И каждый вечер, в постели, Гильельму ждало одно и то же испытание. Она одевала длинную, до самых пят, толстую ночную рубашку, она закутывалась в одеяло до самого носа, она отворачивалась к стене, показывая, что ужасно хочет спать. И каждый вечер все та же мерзкая рука ощупывала ткань в поисках ее тела, все тот же раздраженный голос обвинял ее в том, что она как неживая, та же слепая, безжалостная сила наваливалась на нее, проникала в нее, расплющивала ее с отвратительной грубостью. Гильельма закрывала глаза и пыталась таким образом закрыть свою душу, закрыть свое сердце, защитить свои мысли и скрыть страхи. Она даже не пыталась помешать тому, чтобы ее сердце переполнялось невыносимой, абсолютной ненавистью.
Зачем в тот вечер, за ужином, Гильельма произнесла имя Мессера Пейре Отье? Какой ангел или демон толкнул ее под логоть? Как она осмелилась на это, всегда такая покорная? Разговор за столом зашел о нотариальных актах. Гильельма слышала, как вдова отчитывает старшего сына относительно дела с признанием долга. Нужные бумаги хранились у нее в сундуке, и ей надо было знать, кто теперь расплатится с долгами покойного Кальвета. Она хотела видеть нового нотариуса. Завтра, и не позже, — шипела она.
— Говорят, — пробормотала Гильельма, — что лучшим нотариусом был поверенный покойного графа де Фуа, Мессер Пейре Отье из Акса…
Лица сидящих за столом внезапно изменились. Эту смесь страха и неприятия Гильельме уже доводилось видеть на лицах некоторых ее односельчан. В этот вечер ей показалось, что муж и свекровь внезапно онемели, как будто их хватил удар от слов, которые она только что произнесла. Эрмессенда, лицо которой совсем побагровело, неподвижно сидела, разинув рот. Бертран, бледный от гнева, заговорил первым:
— Чтоб ты больше никогда не смела произносить здесь этого имени, — едва выговорил он, задыхаясь от бешенства. — Иначе я с тебя шкуру спущу…
Немного погодя, в их спальне, когда она попыталась сопротивляться ему немного сильнее обычного, он ударил ее по лицу и сказал со злобной ухмылкой:
— Слишком поздно, красавица моя, хранить целомудрие для своих еретиков! Не по адресу обращаешься. Я таки научу тебя послушанию.
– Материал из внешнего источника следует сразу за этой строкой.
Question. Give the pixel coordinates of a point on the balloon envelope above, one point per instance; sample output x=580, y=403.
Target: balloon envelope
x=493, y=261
И тогда, впервые за все время своего несчастного брака, Гильельма разрыдалась. А потом, когда она пыталась беспорядочно защищаться, ее муж вошел в раж и тоже впервые стал избивать ее; он бил ее, сжав кулаки, своими маленькими, но твердыми, как камень, руками, а потом стал пинать ее ногами, в то время, как она лежала, свернувшись в клубок на матрасе. В ту ночь она решила уйти от него. Вернуться в Монтайю.
ГЛАВА 17
НА СЛЕДУЮЩИЙ ДЕНЬ
Вместо таинства брака, телесного союза между мужчиной и женщиной, они выдумали духовный брак между душой и Богом, когда, например, кто–то становится «совершенным», или «утешенным», вступая в их секту и их орден…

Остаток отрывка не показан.